Asıl görevin adı, 'Türkiye Cumhuriyeti Devleti’ni Büyük Ortadoğu Projesine hazırlamaktır.' Bunun için Türk Milletinin hem milli hem de bireysel kodlarını değiştirmektir. Bu yolda Cumhuriyet kurumlarını çökertmek, hukuki ve ekonomik yapıyı da buna uygun hale getirmektir.

Ortaklar değişse de hedef hep aynıdır. Bu zehrin farklı tiplerini, geçmişte farklı zamanlarda zerk ettiler. Şimdi içine biraz yeni paradigma, biraz misak-ı milli, yettiği kadar Kürt sorunu, çözüm ve terörle mücadele laflarını koymaktadırlar. Bu projenin nihayete ermesi açısından, Erdoğan ve bağlı bulunduğu müstevliler tarafından her zaman, en önemli kaldıraçlardan biri olarak, adına ısrarla 'Kürt sorunu' dedikleri mevzu kullanıldı. Bir kural hiç değişmedi; hiç kimse Kürde, bir vatandaş ve fert olarak nasılsın, derdin nedir diye sormadı. Çünkü onlar için, herhangi bir vatandaşın sorunu ne kadar önemliyse, Kürdün sorunları da ancak o kadar önemliydi.

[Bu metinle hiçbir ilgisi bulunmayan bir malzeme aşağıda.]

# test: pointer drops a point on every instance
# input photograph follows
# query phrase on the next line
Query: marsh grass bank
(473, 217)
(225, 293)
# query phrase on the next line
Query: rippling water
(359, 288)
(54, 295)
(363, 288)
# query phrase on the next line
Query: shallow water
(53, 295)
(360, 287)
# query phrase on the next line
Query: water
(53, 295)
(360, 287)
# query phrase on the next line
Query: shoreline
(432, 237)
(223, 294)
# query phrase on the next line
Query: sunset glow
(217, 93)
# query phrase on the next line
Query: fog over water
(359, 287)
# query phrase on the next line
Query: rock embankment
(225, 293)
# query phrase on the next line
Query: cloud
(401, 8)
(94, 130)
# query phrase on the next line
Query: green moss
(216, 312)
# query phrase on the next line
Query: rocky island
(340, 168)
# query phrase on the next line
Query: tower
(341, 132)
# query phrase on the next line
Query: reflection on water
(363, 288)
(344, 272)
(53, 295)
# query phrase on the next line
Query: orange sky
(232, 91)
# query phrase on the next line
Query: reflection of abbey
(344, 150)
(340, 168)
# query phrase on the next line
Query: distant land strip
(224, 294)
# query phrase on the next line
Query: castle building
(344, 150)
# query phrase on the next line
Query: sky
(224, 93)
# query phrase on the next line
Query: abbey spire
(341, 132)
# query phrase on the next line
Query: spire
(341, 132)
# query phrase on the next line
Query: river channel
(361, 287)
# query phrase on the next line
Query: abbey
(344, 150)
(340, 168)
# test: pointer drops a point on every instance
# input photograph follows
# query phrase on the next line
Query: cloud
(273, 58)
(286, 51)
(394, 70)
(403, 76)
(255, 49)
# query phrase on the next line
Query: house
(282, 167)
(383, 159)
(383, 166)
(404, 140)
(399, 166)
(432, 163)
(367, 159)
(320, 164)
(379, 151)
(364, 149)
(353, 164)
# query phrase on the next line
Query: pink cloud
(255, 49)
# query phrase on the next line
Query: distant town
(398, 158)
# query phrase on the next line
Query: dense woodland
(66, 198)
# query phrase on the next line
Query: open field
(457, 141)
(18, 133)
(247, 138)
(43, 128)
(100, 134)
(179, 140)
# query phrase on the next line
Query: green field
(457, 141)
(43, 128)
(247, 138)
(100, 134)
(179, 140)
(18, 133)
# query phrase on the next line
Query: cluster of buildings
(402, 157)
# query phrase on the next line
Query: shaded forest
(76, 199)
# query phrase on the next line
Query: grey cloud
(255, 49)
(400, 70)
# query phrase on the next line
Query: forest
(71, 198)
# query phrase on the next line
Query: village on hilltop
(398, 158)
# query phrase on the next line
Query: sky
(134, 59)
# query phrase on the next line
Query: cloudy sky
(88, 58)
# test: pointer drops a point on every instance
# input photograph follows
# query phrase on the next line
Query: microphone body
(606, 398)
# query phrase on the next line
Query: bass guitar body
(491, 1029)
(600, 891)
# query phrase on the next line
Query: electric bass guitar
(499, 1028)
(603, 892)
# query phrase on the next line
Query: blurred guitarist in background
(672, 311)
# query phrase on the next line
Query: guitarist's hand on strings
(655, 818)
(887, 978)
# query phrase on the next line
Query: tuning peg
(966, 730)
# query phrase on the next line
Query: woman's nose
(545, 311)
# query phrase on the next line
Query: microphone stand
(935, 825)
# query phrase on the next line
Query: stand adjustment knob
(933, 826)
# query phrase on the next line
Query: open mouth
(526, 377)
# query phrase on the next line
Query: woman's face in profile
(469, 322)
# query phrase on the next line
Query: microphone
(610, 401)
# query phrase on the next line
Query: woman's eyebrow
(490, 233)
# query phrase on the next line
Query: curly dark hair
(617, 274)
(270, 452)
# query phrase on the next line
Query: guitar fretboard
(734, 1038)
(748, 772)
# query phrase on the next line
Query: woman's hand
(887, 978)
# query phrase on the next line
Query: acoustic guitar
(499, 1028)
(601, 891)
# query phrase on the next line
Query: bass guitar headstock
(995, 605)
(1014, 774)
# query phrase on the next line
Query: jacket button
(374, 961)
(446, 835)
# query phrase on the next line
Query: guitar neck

Çünkü bu ülkede yaşayan herkes ancak bir aparat olarak kullanılabilirse, iktidarın takdirine mazhar olabilirdi. Kimse onlara, 'Karnın tok mu? Sırtın pek mi, işin gücün var mı?' diye sormadı. 'Çocuğun okula gidebiliyor mu? Sağlık hizmeti alabiliyor musun?' diye bakan olmadı. 'Gelecekten ne istiyorsun; ne bekliyorsun?' diye dinleyen de olmadı. Elbette sormazlardı dinlemezlerdi hatta görmezlerdi. Çünkü zaten kimseye sormuyorlar, kimseyi dinlemiyorlar, kimseyi görmüyorlar. Kimsenin hayat derdini çözmüyorlardı. Hayat derdini çözmedikleri, çözemedikleri ve asla da çözmeyecekleri için kimlik sorunlarını ve kimlik çözümlerini her gruba havuç diye gösteriyorlardı."